Today, day one of Game Developers Conference 2014, the Khronos Group has officially released the 3.1 specification for OpenGL ES. The main new feature, brought over from OpenGL 4, is the addition of compute shaders. This opens GPGPU functionality to mobile and embedded devices for applications developed in OpenGL ES, especially if the developer does not want to add OpenCL.

The update is backward-compatible with OpenGL ES 2.0 and 3.0 applications, allowing developers to add features, as available, for their existing apps. On the device side, most functionality is expected to be a driver update (in the majority of cases).

OpenGL ES, standing for OpenGL for Embedded Systems but is rarely branded as such, delivers what they consider the most important features from the graphics library to the majority of devices.
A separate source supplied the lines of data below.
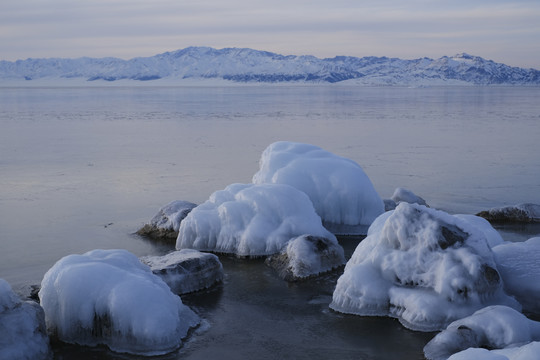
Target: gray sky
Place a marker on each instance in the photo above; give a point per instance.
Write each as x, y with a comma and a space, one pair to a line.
505, 31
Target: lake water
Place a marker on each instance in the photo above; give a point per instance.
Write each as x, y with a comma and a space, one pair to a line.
84, 167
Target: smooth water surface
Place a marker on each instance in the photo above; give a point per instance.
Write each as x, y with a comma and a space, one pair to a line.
84, 168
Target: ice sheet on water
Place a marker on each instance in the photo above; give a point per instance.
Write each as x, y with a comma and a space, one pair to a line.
493, 327
250, 220
519, 266
22, 327
339, 188
423, 266
109, 297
The Khronos Group has been working toward merging ES with the "full" graphics library over time. The last release, OpenGL ES 3.0, was focused on becoming a direct subset of OpenGL 4.3. This release expands upon the feature-space it occupies.
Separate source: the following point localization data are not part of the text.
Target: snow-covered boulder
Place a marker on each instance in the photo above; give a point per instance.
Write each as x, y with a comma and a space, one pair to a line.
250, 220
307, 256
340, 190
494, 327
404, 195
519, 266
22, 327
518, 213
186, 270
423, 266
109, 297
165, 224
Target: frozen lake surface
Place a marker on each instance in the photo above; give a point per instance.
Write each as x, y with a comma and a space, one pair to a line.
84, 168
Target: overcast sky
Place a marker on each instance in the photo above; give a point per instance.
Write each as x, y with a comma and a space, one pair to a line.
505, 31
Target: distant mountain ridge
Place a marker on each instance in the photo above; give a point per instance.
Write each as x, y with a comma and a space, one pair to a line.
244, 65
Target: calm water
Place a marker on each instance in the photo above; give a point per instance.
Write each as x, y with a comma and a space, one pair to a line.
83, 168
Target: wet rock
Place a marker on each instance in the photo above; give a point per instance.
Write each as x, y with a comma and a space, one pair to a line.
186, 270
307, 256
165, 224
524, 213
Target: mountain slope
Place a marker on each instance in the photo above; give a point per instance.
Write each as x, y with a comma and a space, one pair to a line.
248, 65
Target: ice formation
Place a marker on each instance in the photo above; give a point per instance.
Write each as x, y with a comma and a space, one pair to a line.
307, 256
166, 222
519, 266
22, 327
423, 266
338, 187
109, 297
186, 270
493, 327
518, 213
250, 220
OpenGL ES also forms the basis for WebGL. The current draft of WebGL 2.0 uses OpenGL ES 3.0 although that was not discussed today. I have heard murmurs (not from Khronos) about some parties pushing for compute shaders in that specification, which this announcement puts us closer to.
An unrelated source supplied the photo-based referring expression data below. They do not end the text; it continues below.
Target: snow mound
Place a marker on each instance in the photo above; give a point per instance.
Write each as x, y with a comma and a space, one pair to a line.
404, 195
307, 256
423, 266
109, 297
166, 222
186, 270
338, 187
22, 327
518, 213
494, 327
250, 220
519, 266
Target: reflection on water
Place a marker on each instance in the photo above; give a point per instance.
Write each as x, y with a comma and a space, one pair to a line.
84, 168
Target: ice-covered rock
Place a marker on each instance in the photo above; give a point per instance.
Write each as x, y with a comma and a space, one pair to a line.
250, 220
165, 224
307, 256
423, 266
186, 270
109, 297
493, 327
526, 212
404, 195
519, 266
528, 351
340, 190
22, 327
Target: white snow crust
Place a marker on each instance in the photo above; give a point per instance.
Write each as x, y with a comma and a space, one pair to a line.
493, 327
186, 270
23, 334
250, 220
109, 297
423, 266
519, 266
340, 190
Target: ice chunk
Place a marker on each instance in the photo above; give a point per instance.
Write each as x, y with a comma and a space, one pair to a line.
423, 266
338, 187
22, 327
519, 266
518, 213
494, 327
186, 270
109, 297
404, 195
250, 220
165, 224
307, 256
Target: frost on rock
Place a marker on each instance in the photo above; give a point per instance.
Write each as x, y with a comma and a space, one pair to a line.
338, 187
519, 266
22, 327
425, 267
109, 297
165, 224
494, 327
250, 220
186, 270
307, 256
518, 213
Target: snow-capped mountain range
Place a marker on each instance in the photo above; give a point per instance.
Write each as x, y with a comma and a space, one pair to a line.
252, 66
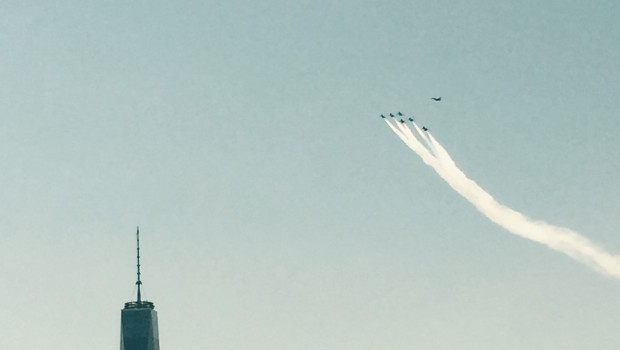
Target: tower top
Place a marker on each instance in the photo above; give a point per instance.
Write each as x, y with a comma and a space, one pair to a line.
139, 304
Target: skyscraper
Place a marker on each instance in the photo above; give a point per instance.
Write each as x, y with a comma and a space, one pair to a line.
139, 319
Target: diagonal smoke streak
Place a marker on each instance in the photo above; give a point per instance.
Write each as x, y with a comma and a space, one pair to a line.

The new specification also adds other features, such as the ability to issue a draw without CPU intervention. You could imagine a particle simulation, for instance, that wants to draw the result after its compute shader terminates. Shading is also less rigid, where vertex and fragment shaders do not need to be explicitly linked into a program before they are used. I inquired about the possibility that compute devices could be targetted (for devices with two GPUs) and possibly load balanced, in a similar method to WebCL but no confirmation or denial was provided (although he did mention that it would be interesting for apps that fall somewhere in the middle of OpenGL ES and OpenCL).

The OpenGL ES 3.1 spec is available at the Khronos website.